KABUL, Afghanistan: Progress in Afghanistan has been faster than expected in some respects, and not as far along in others, Army Gen. David H. Petraeus said here today.
Petraeus, the commander of U.S. and coalition forces in Afghanistan, spoke to reporters traveling with Navy Adm. Mike Mullen, the chairman of the Joint Chiefs of Staff, before attending a working lunch with the admiral.
The progress achieved so far in Afghanistan is “about standard for any one of these kinds of deliberate campaigns,” Petraeus said.
The current Afghanistan strategy has been in the making since 2008, the general said, when a U.S. Central Command assessment and subsequent policy reviews revealed that factors he called “the inputs” of the Afghanistan mission weren’t right. New organizational structures and some new leaders were necessary, he explained, and concepts and approaches needed refinement. And, he added, insufficient resources had been applied to the effort at that time.
Petraeus – who commanded U.S. Central Command before coming to Afghanistan — credited his predecessor, Army Gen. Stanley A. McChrystal, with having “a huge amount to do with getting the inputs right, obviously.”
After taking command in Afghanistan in July, Petraeus said he looked at various plans and directives, including a controversial tactical directive that McChrystal had put in place to minimize the likelihood of civilian casualties.
“Some of these I’ve revised to varying degrees,” Petraeus said. “I put out my own counterinsurgency guidance, and we refined the tactical directive. The most significant change to the tactical directive, by the way, was to state in it that no one could add further restrictions to what was in that directive.
“That was what the biggest concern was,” he continued. “I think the directive was fundamentally sound. We made some tweaks to it based on requests from commanders in some of the classified portions … that were not huge.”
The problem, the general said, was that extra restrictions had been added in a handful of units as the directive made its way down the chain of command. Though the practice wasn’t widespread, he added, a major mythology grew from it that the directive was tying forces’ hands behind their backs.
“We have to – absolutely must – remain committed to reducing the loss of innocent civilian life to an absolute minimum in the conduct of our operations,” he said. “In fact, [the United Nations Mission in Afghanistan] actually recognized recently in a report that even as we have tripled the number of U.S. forces on the ground, the number of civilian casualties has gone down by 30 percent, which is a pretty extraordinary achievement, frankly, and something we must stay committed to.”

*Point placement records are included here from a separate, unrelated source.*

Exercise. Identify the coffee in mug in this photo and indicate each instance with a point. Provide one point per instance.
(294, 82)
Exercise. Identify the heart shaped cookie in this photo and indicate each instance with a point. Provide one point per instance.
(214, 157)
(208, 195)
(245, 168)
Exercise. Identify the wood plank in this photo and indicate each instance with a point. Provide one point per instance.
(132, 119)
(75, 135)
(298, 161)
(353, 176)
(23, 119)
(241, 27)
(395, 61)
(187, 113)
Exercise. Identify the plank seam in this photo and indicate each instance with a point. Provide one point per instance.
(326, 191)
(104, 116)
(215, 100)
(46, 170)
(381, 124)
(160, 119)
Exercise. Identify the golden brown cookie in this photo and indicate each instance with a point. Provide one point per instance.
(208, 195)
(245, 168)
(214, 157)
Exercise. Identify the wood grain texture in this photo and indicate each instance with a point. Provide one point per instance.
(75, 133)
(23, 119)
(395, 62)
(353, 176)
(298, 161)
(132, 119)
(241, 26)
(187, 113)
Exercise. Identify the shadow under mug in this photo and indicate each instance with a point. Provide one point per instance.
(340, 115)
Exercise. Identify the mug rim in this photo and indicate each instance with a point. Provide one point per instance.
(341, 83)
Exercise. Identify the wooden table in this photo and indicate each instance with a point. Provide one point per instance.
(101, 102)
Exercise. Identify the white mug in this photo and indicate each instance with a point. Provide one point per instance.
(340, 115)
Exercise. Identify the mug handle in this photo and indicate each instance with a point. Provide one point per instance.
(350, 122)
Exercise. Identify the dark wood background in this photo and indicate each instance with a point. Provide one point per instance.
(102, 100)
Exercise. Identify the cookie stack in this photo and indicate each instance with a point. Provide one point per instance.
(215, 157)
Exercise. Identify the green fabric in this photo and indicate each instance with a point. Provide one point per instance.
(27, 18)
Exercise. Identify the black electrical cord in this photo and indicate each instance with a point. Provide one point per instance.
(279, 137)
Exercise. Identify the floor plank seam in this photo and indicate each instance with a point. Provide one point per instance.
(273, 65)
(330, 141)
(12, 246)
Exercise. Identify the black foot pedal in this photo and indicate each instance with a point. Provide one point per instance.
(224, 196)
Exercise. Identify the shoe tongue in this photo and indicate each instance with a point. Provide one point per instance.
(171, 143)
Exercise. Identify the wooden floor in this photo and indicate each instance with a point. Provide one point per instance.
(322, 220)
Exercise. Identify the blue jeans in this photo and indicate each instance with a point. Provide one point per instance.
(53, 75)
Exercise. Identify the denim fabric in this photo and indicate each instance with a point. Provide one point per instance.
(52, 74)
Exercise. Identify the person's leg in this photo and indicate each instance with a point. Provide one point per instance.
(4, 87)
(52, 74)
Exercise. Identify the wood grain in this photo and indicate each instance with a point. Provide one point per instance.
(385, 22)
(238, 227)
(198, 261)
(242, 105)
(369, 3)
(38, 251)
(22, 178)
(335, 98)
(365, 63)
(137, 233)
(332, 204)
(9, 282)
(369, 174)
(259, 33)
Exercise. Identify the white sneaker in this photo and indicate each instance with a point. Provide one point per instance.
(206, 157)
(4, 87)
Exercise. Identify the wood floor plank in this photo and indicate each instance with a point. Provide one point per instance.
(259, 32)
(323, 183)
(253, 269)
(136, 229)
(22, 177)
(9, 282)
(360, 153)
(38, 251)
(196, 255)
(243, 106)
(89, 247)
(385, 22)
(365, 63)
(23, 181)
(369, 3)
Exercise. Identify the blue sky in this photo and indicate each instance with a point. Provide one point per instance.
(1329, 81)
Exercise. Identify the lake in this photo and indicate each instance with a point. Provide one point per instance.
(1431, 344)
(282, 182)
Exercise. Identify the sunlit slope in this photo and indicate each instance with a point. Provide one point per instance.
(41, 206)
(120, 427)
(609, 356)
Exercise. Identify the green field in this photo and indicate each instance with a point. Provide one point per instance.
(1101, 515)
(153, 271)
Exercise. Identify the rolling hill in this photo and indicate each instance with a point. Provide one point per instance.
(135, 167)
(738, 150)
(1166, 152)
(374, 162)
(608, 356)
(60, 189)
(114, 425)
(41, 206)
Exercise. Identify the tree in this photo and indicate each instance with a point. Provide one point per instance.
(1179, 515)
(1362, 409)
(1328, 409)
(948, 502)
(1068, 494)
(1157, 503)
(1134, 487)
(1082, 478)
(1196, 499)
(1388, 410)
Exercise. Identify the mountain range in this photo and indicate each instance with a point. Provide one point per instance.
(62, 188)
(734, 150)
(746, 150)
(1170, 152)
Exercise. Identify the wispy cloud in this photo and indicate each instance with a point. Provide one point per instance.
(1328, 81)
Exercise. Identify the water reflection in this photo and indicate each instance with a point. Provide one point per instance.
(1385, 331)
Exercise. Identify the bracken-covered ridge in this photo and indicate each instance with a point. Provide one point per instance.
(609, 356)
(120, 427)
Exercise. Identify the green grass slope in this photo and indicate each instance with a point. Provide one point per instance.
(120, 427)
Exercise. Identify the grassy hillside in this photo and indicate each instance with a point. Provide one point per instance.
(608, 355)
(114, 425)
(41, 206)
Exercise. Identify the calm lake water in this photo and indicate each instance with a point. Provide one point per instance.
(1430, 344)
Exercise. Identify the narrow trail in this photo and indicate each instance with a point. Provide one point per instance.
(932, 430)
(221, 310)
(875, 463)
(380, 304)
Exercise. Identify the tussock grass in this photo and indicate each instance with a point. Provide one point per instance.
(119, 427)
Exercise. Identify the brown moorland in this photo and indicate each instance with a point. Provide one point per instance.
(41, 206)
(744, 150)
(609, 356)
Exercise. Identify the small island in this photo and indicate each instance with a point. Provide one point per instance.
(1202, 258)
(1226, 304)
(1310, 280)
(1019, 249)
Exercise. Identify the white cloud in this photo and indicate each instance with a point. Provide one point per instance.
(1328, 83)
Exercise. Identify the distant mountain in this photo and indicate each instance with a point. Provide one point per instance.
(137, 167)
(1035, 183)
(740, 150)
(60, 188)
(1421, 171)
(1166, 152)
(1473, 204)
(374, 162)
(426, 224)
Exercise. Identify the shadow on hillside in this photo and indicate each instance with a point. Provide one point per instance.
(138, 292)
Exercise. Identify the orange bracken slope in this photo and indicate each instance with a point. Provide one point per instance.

The biggest issue, Petraeus said, was the resources devoted to the effort in Afghanistan. In January 2009, he said, U.S. forces on the ground in Afghanistan numbered roughly 30,000, and that number soon will be more than 98,000. The number of civilians has been tripled, he added, and funding has been provided for 100,000 additional Afghan security forces.
“What that is enabling us to do for the first time here is to carry out a comprehensive civil-military counterinsurgency campaign,” Petraeus said.

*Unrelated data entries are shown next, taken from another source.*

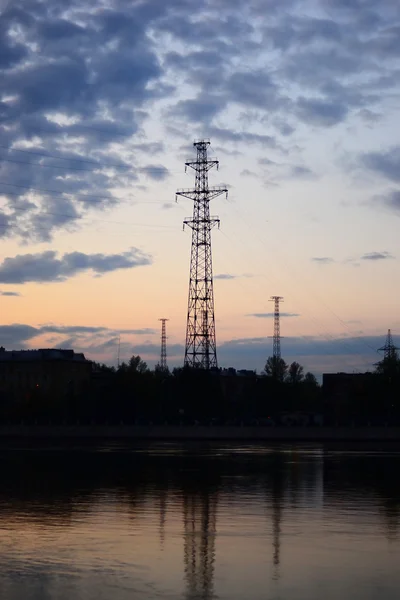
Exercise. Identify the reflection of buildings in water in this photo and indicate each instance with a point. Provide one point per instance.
(299, 475)
(199, 518)
(391, 517)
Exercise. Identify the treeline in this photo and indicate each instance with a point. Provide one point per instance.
(282, 394)
(133, 393)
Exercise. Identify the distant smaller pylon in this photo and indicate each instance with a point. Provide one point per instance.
(163, 358)
(389, 349)
(277, 327)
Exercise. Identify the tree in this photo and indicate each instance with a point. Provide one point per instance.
(389, 365)
(275, 368)
(295, 373)
(102, 368)
(310, 380)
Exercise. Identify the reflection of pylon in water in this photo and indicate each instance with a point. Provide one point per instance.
(199, 516)
(277, 497)
(163, 516)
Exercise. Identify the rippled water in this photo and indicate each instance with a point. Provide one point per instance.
(200, 522)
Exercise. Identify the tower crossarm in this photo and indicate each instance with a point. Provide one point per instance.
(198, 224)
(200, 165)
(203, 195)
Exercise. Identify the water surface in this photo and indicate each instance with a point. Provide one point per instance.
(203, 521)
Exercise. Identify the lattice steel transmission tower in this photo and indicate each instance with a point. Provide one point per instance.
(163, 357)
(389, 349)
(200, 348)
(277, 327)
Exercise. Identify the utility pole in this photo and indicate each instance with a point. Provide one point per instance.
(119, 350)
(277, 327)
(200, 347)
(163, 359)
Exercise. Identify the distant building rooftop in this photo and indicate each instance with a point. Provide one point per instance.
(42, 354)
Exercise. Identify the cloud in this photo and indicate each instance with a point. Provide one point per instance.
(18, 334)
(385, 163)
(84, 87)
(315, 111)
(100, 343)
(271, 315)
(46, 267)
(377, 256)
(323, 260)
(225, 276)
(14, 294)
(390, 200)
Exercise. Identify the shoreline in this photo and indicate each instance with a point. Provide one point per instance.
(199, 433)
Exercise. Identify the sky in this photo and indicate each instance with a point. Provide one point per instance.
(100, 103)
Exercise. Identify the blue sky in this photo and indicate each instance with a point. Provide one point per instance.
(99, 106)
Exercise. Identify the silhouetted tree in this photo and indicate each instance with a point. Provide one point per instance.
(389, 366)
(295, 373)
(276, 368)
(310, 379)
(102, 368)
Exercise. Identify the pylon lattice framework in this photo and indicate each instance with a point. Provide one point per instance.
(200, 347)
(277, 327)
(163, 358)
(389, 349)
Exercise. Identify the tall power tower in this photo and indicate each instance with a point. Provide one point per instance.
(389, 349)
(277, 327)
(163, 358)
(200, 348)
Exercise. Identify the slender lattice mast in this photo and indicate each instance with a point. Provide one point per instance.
(200, 349)
(389, 349)
(163, 358)
(277, 327)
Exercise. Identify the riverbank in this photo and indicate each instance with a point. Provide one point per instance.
(96, 432)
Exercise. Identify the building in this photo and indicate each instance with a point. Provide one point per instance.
(50, 373)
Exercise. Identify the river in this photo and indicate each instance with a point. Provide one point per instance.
(200, 521)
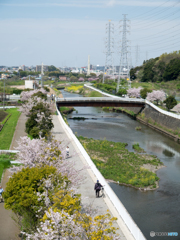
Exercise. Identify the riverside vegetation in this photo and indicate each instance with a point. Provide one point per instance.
(7, 132)
(81, 90)
(43, 192)
(116, 163)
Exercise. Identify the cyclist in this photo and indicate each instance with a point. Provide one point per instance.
(67, 152)
(97, 187)
(1, 191)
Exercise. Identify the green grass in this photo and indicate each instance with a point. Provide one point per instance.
(137, 148)
(115, 162)
(3, 115)
(5, 161)
(7, 132)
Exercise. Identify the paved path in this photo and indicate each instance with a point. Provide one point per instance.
(8, 228)
(86, 189)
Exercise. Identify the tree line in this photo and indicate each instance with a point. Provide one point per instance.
(161, 69)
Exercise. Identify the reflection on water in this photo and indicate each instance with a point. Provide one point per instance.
(157, 210)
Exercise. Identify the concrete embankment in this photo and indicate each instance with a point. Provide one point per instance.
(154, 117)
(127, 227)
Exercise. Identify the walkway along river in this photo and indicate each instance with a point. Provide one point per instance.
(157, 210)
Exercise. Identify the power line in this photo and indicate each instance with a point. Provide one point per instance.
(151, 10)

Thanks to more International Security Assistance Force troops and Afghan special operations forces and enablers, as well as an effort that started last fall to provide the infrastructure to accommodate them, special mission element forces now are operating at a high tempo, Petraeus said. For example, he said, one of three special operations units conducted eight operations over the previous 24 hours, killing one targeted individual and detaining three others, with confirmation still pending on whether four other people detained were among the targets of the operations.
By comparison, Petraeus said, special operations units during the height of the troop surge in Iraq conducted about 10 intelligence-driven targeted operations per day. In Afghanistan today, 30 such operations take place on any given day.
ISAF and Afghan special operations forces have conducted more than 4,000 kinetic operations over the last 90 days, the general said, resulting in 235 insurgent leaders killed or captured and 1,066 rank-and-file insurgents killed and 1,673 captured.
But while military action is necessary, the general said, it’s not sufficient for success. Over the same period, he said, the special operations forces also have conducted more than 1,200 “population-centric” operations, such as key leader engagements and medical exercises, in Afghan communities.
Without a strategy that calls for first clearing an area of insurgents and then holding and rebuilding that area, the general said, the insurgents simply reclaim the area as a safe haven.
“So that’s where conventional forces come in, of course,” Petraeus said, “and the substantial increase in those and in Afghan forces has been of enormous help.”
But conducting a security campaign that seeks to take safe havens and sanctuaries from the enemy, he said, means the enemy will fight back and violence goes up.
“Then it takes a while before you get sufficient security as a foundation for the establishment of governance where before it didn’t exist,” Petraeus said, “and that was the case in many of the central districts of Helmand province. And then, of course, that has to be solidified and some economic progress has to take place before you actually have some popular confidence that all of this is going to prove sustainable.”